= Fashion Pakistan Week =

Pakistan Fashion Week (PFW) is a fashion event annually held in Karachi, Pakistan. The event is organised by the Fashion Pakistan Council (FPC) an organisation based in Karachi. The FPW was first launched in 2009 in Marriott Hotels, Karachi.

The fashion industry in Pakistan had remained shy for cultural reasons. The event aims to present a vision of Pakistan that contrasts with its image of religious and political conflict, despite the domestic fashion industry often differing from the conservative dress codes expected in public spaces.

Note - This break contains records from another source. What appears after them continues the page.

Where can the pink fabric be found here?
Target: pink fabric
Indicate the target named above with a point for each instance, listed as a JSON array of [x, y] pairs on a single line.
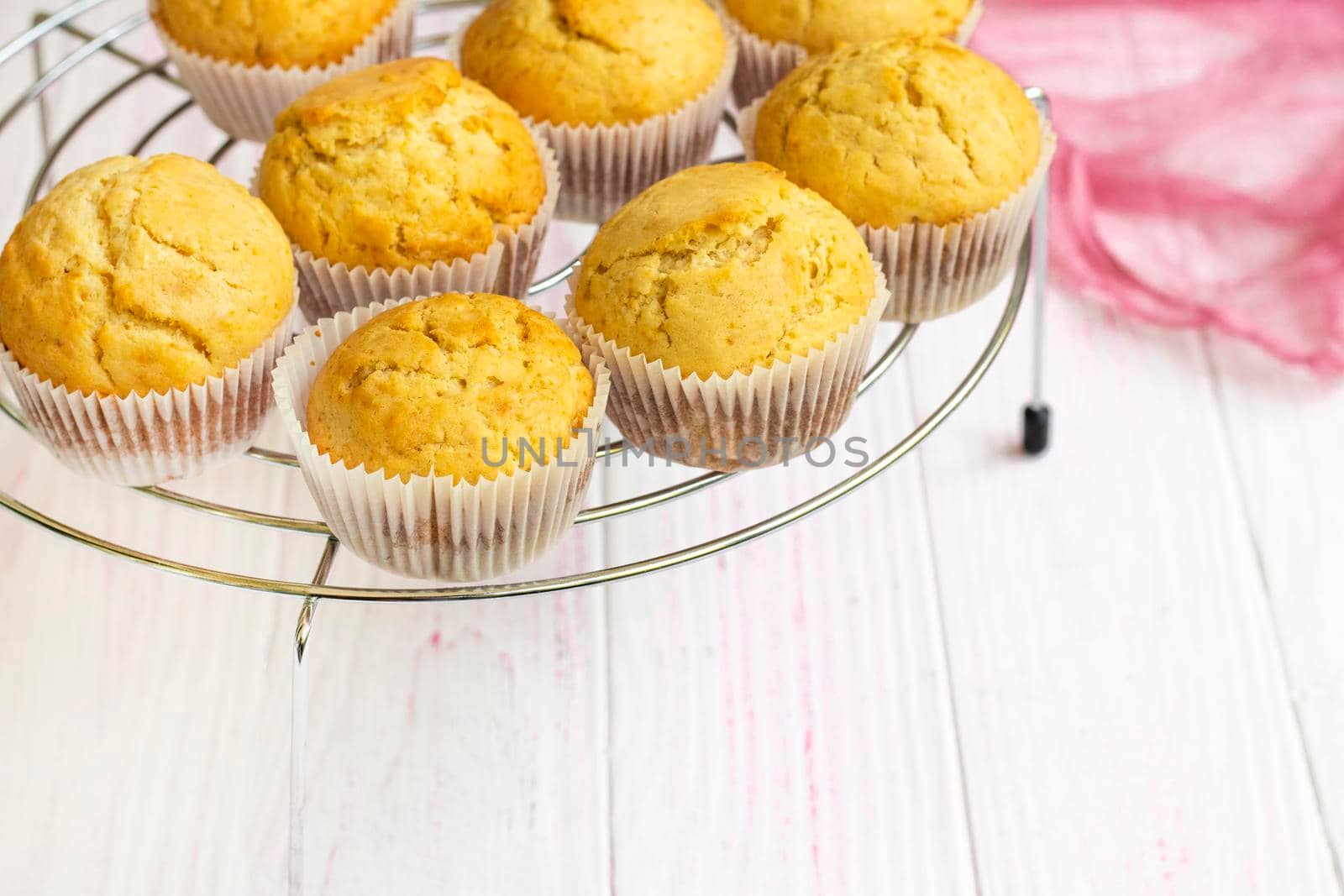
[[1200, 175]]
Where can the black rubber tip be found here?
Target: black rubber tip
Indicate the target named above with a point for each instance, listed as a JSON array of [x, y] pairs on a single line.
[[1035, 429]]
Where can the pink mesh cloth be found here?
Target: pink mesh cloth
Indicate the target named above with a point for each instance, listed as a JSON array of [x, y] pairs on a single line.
[[1200, 175]]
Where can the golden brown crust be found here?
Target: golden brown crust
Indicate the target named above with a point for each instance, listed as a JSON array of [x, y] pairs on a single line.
[[588, 62], [722, 269], [820, 26], [143, 275], [401, 164], [441, 383], [302, 34], [894, 132]]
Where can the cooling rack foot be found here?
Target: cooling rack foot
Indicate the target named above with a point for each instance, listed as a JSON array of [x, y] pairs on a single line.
[[299, 723]]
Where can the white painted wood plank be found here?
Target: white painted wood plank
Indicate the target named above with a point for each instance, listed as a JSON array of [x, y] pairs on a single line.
[[145, 747], [780, 719], [1285, 429], [1126, 720]]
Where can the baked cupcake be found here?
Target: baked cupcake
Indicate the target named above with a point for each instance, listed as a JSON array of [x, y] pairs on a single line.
[[933, 150], [627, 93], [734, 311], [407, 179], [447, 438], [244, 62], [141, 308], [774, 36]]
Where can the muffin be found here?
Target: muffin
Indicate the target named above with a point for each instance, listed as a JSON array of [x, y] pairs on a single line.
[[776, 35], [628, 93], [141, 307], [244, 62], [421, 389], [447, 437], [918, 141], [407, 179], [736, 309]]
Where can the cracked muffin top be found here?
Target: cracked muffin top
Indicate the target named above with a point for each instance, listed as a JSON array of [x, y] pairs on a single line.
[[272, 33], [400, 164], [894, 132], [722, 269], [440, 385], [143, 275], [589, 62], [820, 26]]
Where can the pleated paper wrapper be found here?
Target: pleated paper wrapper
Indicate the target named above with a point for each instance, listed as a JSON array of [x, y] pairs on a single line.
[[244, 100], [745, 421], [934, 270], [148, 439], [506, 268], [430, 527], [763, 63], [606, 165]]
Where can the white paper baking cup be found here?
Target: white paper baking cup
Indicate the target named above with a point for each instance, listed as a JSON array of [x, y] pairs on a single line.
[[507, 268], [245, 100], [936, 270], [432, 527], [606, 165], [147, 439], [763, 63], [745, 421]]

The first edition was organized in 2009, and was delayed twice for security issues.

== 2012 ==
FPW's fourth edition was held in September 2012 in Karachi. The event was held for three days with a great showings of fashion designers from all around the Pakistan.

== 2013 ==
FPW 5 was scheduled to be held on March 20–22, 2013, a three days event will present thirty designers from all over the Pakistan. But due to the Abbas Town tragedy, FPC's CEO and a designer Maheen Khan postponed to April 2013. The 3-day event was held on April 9, 2013. Fashion Pakistan Week 2017 featured Khas Stores, Emran Rajput, Baani D and Maheen Khan on the first day.

==2014==
FPW Autumn/Winter 2014 was held from November 25–27 in Karachi. Mohsin Ali, Nauman Arfeenshowing, Ather Ali Hafeez for Sana Safinaz, Ishtiaq Afzal Khan's "Aurora," Nida Azwer, Shehla Chatoor, Deepak and Fahad, Ayesha Farooq Hashwani, Maheen Karim, Maheen Khan, Levi's, Sadaf Malaterre, and Faraz Mannan were among those showing at the event.